With no luck, Justine’s tears had fallen and I hugged her.
“It’ll be alright, but we have to tell your parents.” She whimpered, and more tears fell down her face.
“You want me to tell them, I’ll say it was both of our faults, and there was nothing we could do.” I patted her back wondering why I wasn’t this sad. Was I just a bad person, or not as emotionally open. I could feel bottled up emotions deep in my chest, but right now I really didn’t matter.
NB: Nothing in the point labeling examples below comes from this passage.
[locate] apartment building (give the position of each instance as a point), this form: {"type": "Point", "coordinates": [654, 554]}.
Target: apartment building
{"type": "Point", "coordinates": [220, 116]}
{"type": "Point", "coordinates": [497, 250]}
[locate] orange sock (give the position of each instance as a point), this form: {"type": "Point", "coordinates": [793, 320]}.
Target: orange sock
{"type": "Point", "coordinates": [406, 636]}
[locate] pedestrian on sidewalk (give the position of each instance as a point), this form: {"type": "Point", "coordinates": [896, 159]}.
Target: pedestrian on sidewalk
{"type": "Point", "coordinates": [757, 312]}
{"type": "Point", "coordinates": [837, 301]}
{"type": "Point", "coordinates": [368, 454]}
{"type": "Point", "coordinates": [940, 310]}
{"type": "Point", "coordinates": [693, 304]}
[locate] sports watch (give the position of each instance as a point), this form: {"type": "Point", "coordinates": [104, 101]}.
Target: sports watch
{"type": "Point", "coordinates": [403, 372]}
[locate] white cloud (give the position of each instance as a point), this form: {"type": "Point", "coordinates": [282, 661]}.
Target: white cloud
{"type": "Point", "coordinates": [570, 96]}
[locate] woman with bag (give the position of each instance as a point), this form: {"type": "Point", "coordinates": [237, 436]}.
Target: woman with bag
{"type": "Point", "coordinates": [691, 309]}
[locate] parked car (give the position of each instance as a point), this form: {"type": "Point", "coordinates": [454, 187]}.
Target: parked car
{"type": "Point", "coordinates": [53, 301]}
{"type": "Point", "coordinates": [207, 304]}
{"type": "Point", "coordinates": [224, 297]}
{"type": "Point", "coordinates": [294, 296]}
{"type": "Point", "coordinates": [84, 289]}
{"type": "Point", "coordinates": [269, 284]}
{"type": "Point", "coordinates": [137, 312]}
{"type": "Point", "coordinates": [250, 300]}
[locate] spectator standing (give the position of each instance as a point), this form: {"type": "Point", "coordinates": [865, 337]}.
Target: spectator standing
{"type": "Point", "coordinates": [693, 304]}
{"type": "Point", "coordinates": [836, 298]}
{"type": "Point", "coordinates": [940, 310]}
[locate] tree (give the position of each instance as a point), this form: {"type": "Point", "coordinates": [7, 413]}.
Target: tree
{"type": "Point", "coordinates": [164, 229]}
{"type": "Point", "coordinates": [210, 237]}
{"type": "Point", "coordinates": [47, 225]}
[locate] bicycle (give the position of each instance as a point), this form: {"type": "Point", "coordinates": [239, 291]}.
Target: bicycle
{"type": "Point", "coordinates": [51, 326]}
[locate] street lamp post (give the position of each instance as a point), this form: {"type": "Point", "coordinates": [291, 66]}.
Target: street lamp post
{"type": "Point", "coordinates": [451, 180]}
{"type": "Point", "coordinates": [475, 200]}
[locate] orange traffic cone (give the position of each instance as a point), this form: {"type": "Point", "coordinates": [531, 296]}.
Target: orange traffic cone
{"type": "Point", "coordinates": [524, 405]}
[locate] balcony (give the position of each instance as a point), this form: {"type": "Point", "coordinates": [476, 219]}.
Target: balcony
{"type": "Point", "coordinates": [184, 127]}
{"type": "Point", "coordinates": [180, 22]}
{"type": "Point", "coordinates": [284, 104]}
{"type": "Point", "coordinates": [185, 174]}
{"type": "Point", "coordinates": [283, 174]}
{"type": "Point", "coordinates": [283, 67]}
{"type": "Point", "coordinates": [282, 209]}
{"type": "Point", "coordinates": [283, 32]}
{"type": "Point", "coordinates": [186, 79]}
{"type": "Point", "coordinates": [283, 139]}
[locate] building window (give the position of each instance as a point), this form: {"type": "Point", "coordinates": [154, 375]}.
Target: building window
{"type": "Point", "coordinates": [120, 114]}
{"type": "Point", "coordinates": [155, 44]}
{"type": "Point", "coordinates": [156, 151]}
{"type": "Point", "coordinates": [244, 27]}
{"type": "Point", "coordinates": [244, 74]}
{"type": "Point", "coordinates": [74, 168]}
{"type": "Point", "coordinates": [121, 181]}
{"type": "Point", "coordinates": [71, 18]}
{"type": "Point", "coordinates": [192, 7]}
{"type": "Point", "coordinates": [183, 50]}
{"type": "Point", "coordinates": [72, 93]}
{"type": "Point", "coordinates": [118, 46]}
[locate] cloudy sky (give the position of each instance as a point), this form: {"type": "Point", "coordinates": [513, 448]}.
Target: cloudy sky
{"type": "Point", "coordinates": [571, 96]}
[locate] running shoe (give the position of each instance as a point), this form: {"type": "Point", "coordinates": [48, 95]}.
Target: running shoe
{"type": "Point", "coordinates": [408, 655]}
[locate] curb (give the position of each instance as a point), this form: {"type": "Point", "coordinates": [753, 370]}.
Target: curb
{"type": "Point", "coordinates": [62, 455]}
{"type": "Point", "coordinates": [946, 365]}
“I have two scooters, if worst comes to worst I can give Mikaylah my scooter, c’mon, it’ll be fine. We’ve been through much worse than this, we can get through it.” Meanwhile, her parents had emerged from the gates pushing the stroller that held Justine’s youngest sister. What great timing.
“SOMEONE STOLE OUR SCOOTER,” Justine practically yelled, fighting back tears. I would do almost anything to get her parents accusing stares off of Justine, so being the good friend I am, I took the plunge too.
“It was mostly my fault, I forgot to lock it, and I can just give Mikaylah my scooter,” I said quickly. Justine’s parents replied calmly and her dad even hugged Justine.
“I’m just glad you told us, but I was right wasn’t I,” her dad said while winking.
“Sleepover? ” Justine asked, still sniffling, pushing our luck to the brink. I hugged her and my muscles tensed as I felt warm arms wrap around me. I turned my head to see her dad join into the hug. I smiled.